San Marino, which is said to be the world’s oldest republic, is a tiny country landlocked by Italy. At only 23.6 square miles, San Marino is the fifth smallest country in the world, only larger than Vatican City, Monaco, Nauru and Tuvalu. It is also one of the richest countries in the world, with an estimated 2016 GDP per capita of $59,500. Despite its wealthy status, the 2008 recession, from which the country is still recovering, has significantly increased poverty in San Marino.
San Marino’s main economic activities are tourism, banking and the manufacture and export of different goods such as clothing, ceramics, fabric, wine and spirits. As it is surrounded by Italy, most of San Marino’s economic sectors are highly supported by this nation; in fact, 90 percent of San Marino’s export market is supported by Italy. As Italy also suffered from the 2008 recession, its demand for imports from San Marino has lessened, which has in turn weakened San Marino’s economy.
After the recession, San Marino’s strong economy took a downward turn. Unemployment – which had been at its lowest in 2007 at three percent – jumped to 4.5 percent by 2009 and reached its peak of 9.2 percent in 2015. While poverty is not a major issue in San Marino compared to many other countries, the recession certainly caused a notable increase.
Although San Marino’s poverty rate is low enough that it is not necessarily significant enough to be recorded, it is likely that such a rapid increase in unemployment led to hardship for a significant portion of San Marino’s population. Increases in unemployment cause greater stress for the individual and strain the government, as it puts more pressure on the government to support those who are unemployed. Additionally, it weakens the economy further, as those who are unemployed lose purchasing power. Since San Marino’s peak unemployment in 2015, unemployment has started to drop, with the unemployment rate in 2016 at 8.6 percent.

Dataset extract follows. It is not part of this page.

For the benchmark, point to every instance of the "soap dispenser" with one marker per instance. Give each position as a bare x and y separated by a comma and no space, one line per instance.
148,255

Although the recession caused an increase in poverty, the government of San Marino has been working to curb the effects of the recession by eliminating its status as a tax haven. As other countries have bounced back from the recession, demand for goods from San Marino has increased as well. Hopefully, as more countries start recovering, this will also help San Marino’s economy recover so that progress can be made regarding its poverty rate.